The 65-year-old Birx, currently a senior fellow at the George W. Bush Institute, had been a highly regarded public health expert dating back to the 1980s. She served as a U.S. Army physician and was a globally recognized AIDS researcher. In February 2020, then-Vice President Mike Pence appointed her the White House coronavirus response coordinator.

But during her time with Trump, Birx drew criticism for everything from allegedly telling him in April 2020 that the pandemic would soon end to not standing up to the president when he contradicted advice from medical and science experts. A notable moment was her limited response when he publicly speculated that the virus could be fought by injecting bleach.

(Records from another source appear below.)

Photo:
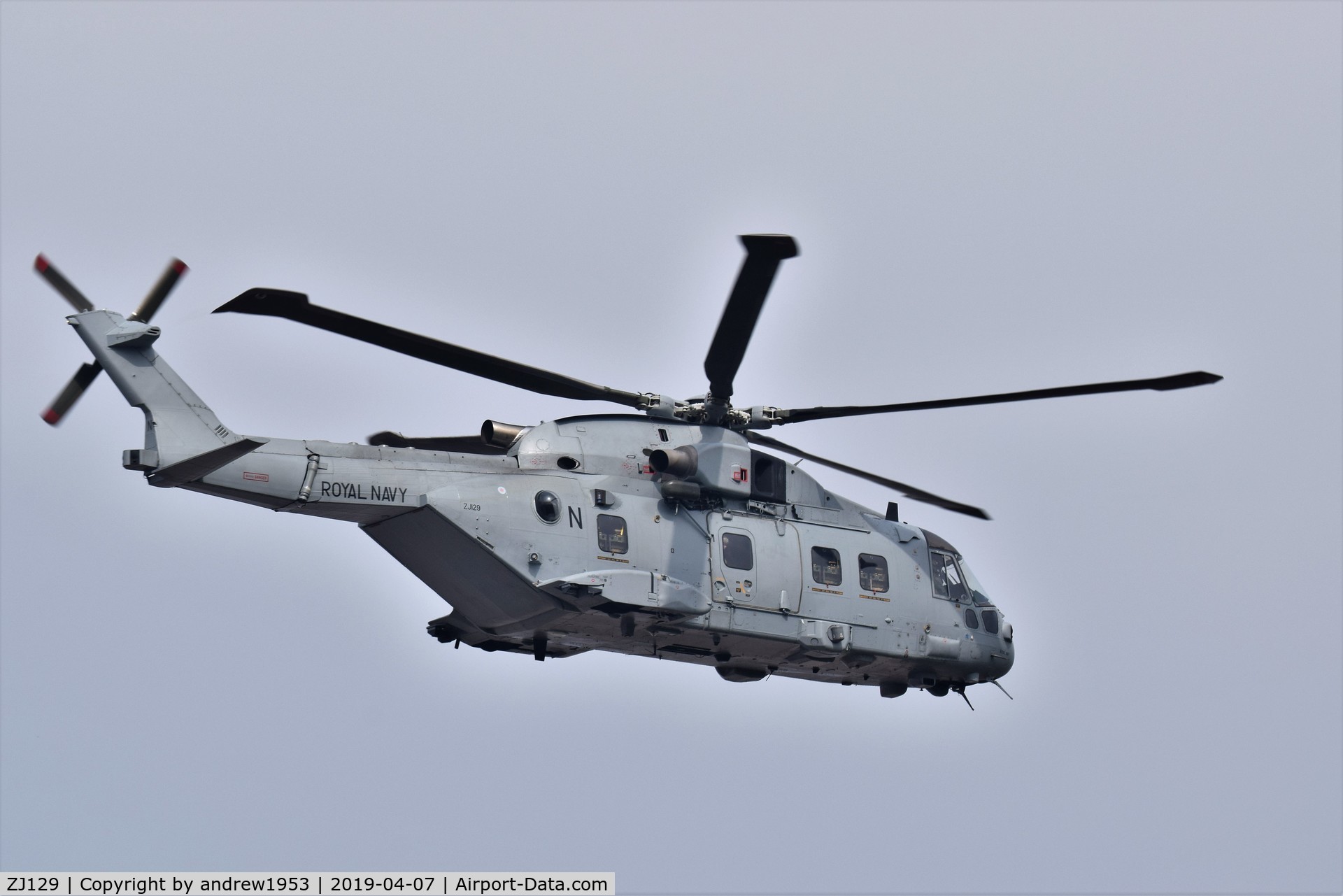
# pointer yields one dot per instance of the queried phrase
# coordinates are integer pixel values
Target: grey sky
(988, 198)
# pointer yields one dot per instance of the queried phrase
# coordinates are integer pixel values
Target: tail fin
(178, 425)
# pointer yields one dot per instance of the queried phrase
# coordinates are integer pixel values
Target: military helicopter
(672, 534)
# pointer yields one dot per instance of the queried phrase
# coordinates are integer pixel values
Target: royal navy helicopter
(673, 534)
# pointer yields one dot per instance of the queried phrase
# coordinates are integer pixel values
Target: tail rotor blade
(58, 283)
(89, 372)
(160, 292)
(765, 253)
(70, 394)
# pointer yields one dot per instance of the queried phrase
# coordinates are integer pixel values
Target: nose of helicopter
(1004, 661)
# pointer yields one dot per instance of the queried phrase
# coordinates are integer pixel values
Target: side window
(547, 507)
(873, 574)
(769, 477)
(825, 566)
(947, 581)
(737, 551)
(611, 535)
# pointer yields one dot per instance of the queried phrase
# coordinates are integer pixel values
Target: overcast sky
(986, 197)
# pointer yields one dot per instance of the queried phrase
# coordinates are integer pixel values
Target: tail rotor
(89, 372)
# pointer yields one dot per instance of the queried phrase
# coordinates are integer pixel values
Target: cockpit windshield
(976, 590)
(946, 578)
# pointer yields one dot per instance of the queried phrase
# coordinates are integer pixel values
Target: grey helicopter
(676, 532)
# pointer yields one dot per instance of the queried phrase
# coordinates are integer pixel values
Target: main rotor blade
(58, 283)
(176, 268)
(296, 306)
(765, 253)
(908, 490)
(1162, 383)
(460, 443)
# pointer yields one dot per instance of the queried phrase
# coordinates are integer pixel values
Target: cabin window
(738, 551)
(873, 574)
(947, 581)
(825, 566)
(611, 535)
(548, 507)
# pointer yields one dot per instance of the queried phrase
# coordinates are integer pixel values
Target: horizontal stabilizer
(201, 465)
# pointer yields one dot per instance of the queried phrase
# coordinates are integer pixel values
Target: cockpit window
(947, 581)
(611, 535)
(976, 591)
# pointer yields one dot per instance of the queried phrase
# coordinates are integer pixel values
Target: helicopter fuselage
(574, 541)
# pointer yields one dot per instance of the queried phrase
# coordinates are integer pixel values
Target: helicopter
(673, 532)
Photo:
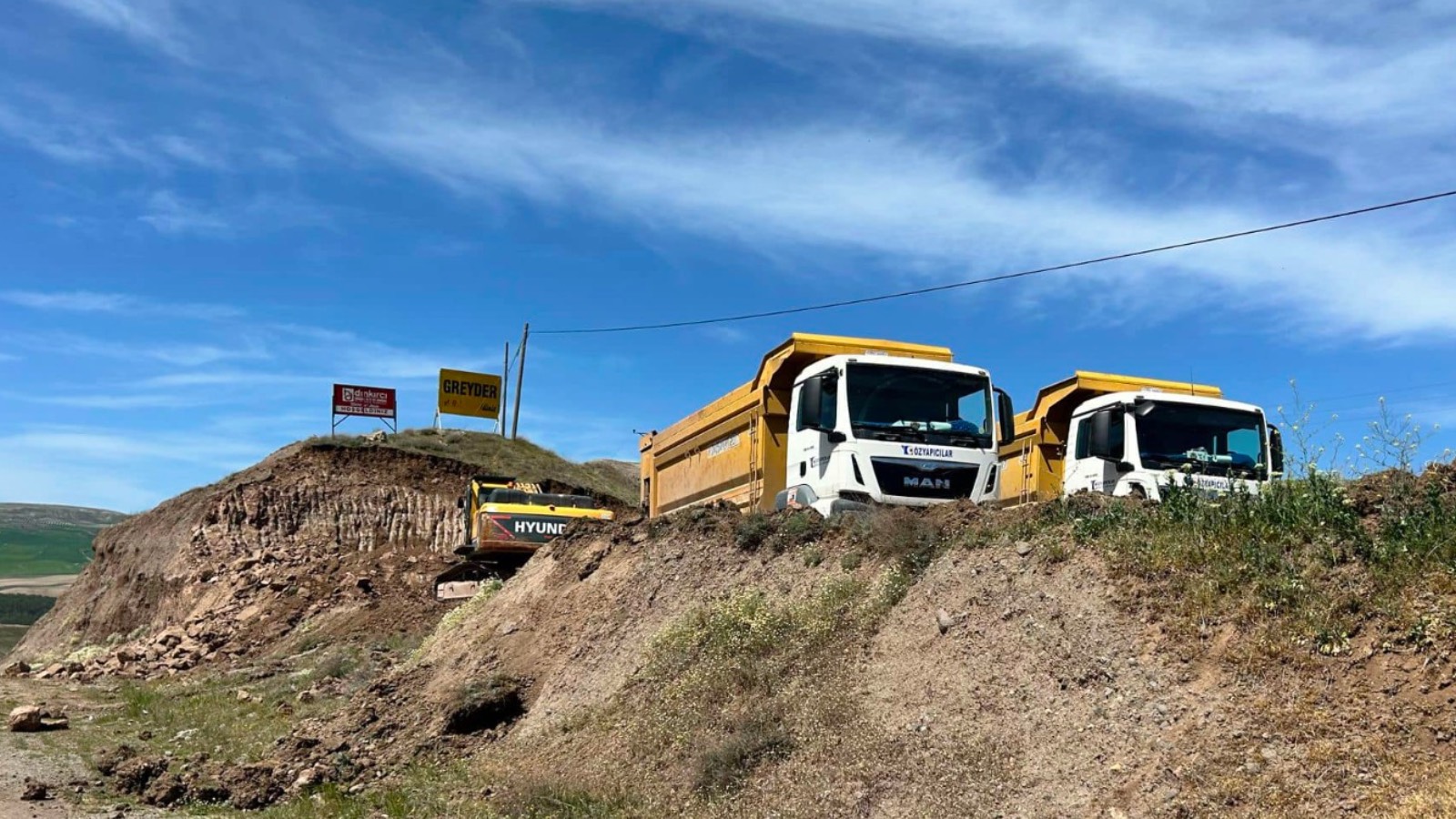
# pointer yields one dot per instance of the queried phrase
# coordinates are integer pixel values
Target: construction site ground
(269, 643)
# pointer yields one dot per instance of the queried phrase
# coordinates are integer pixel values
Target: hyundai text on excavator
(506, 521)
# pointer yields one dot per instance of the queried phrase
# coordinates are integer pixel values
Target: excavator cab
(506, 521)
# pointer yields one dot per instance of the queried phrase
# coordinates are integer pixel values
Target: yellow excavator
(506, 521)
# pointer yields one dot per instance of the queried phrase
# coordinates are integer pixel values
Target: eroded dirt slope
(1014, 678)
(341, 541)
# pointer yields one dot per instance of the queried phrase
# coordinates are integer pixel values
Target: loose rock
(34, 719)
(35, 790)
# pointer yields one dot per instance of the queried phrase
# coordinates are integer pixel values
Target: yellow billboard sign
(470, 394)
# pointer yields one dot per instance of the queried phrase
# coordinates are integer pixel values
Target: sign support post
(521, 375)
(506, 383)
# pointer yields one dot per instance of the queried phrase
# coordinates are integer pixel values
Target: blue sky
(217, 208)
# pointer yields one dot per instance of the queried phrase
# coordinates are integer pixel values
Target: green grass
(497, 455)
(9, 636)
(24, 610)
(1299, 561)
(58, 550)
(38, 540)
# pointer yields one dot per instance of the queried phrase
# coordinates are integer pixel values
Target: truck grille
(925, 479)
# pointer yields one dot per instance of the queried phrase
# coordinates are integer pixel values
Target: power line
(1002, 278)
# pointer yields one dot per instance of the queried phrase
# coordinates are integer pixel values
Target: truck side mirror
(1099, 443)
(1276, 452)
(1005, 417)
(812, 404)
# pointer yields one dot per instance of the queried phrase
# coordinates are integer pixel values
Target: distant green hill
(40, 540)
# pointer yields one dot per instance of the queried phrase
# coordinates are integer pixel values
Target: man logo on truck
(929, 482)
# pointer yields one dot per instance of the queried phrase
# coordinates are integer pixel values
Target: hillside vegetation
(276, 646)
(1288, 654)
(41, 540)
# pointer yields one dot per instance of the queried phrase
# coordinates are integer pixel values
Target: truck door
(814, 436)
(1099, 448)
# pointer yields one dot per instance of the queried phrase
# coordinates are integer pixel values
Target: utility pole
(521, 376)
(506, 388)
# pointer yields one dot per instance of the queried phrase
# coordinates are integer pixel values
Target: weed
(451, 622)
(753, 531)
(798, 528)
(567, 802)
(724, 765)
(813, 555)
(337, 665)
(485, 704)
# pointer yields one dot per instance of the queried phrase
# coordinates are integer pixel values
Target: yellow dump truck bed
(1031, 464)
(734, 448)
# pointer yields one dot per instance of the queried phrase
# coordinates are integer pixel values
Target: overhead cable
(1002, 278)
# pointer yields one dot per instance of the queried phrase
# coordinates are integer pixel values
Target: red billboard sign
(369, 401)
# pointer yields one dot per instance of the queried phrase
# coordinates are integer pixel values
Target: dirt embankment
(331, 541)
(655, 662)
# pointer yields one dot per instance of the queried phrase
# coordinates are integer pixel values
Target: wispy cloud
(153, 22)
(167, 213)
(174, 353)
(1349, 67)
(885, 193)
(118, 303)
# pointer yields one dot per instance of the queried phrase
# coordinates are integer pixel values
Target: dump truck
(834, 423)
(506, 521)
(1135, 436)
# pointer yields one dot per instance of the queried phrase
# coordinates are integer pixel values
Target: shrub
(753, 531)
(485, 704)
(724, 765)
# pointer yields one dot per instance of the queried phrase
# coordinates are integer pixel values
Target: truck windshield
(1212, 440)
(899, 402)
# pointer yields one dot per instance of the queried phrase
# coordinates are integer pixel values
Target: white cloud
(177, 216)
(118, 303)
(885, 193)
(153, 22)
(1349, 66)
(169, 213)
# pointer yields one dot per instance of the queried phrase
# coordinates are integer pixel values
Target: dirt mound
(317, 542)
(950, 662)
(997, 682)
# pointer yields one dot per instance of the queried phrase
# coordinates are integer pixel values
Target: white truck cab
(893, 430)
(1138, 443)
(1123, 435)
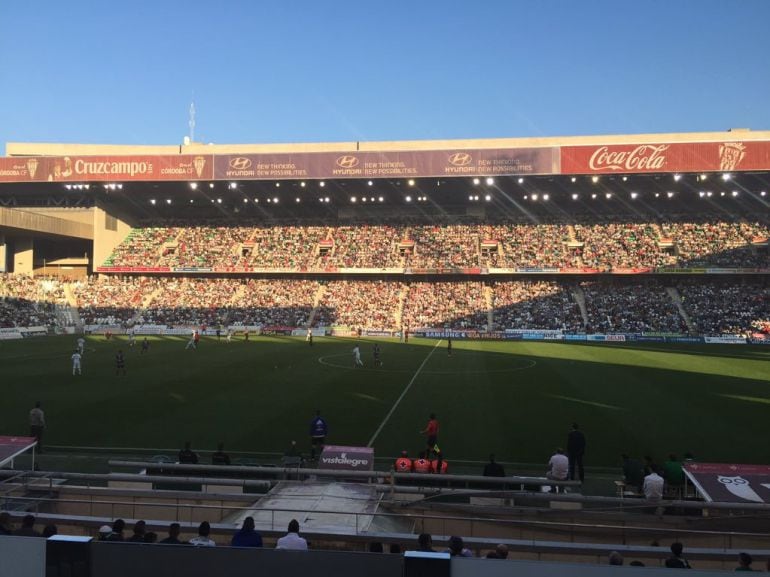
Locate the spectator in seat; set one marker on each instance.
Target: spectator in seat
(676, 561)
(27, 528)
(187, 456)
(493, 468)
(247, 536)
(292, 540)
(139, 532)
(203, 539)
(425, 543)
(173, 535)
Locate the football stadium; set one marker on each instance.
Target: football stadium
(571, 334)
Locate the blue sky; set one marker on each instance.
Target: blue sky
(310, 71)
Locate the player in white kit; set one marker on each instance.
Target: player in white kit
(76, 363)
(357, 357)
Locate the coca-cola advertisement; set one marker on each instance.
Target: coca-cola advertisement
(662, 157)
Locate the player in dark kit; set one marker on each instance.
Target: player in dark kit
(120, 363)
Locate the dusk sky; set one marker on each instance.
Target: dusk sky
(318, 71)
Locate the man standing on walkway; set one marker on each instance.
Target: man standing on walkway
(36, 425)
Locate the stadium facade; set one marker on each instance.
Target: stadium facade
(65, 207)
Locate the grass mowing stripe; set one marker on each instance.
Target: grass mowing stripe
(403, 394)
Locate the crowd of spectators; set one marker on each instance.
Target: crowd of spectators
(26, 301)
(726, 307)
(452, 305)
(364, 304)
(530, 304)
(273, 302)
(631, 308)
(603, 242)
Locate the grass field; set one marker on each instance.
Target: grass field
(516, 399)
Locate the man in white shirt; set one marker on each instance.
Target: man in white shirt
(203, 539)
(292, 540)
(558, 466)
(653, 486)
(76, 363)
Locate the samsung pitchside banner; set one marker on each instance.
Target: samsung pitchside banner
(106, 168)
(677, 157)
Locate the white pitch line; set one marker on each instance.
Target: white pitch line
(403, 394)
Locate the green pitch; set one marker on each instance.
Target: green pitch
(516, 399)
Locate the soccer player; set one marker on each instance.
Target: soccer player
(76, 363)
(357, 357)
(191, 342)
(120, 363)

“Frankly, I didn’t know how to handle that episode,” Birx told ABC television in March 2021. “I still think about it every day.”

She was criticized again in 2020 when she traveled to Delaware for Thanksgiving weekend even though the Centers for Disease Control and Prevention had recommended against holiday travel. By the end of the year, she had announced her retirement.

Since leaving, Birx has testified that she favored a more forceful response to the virus but was countered by Dr. Scott Atlas, President Trump's top COVID-19 adviser, whose memoir “A Plague Upon Our Hour" came out in 2021.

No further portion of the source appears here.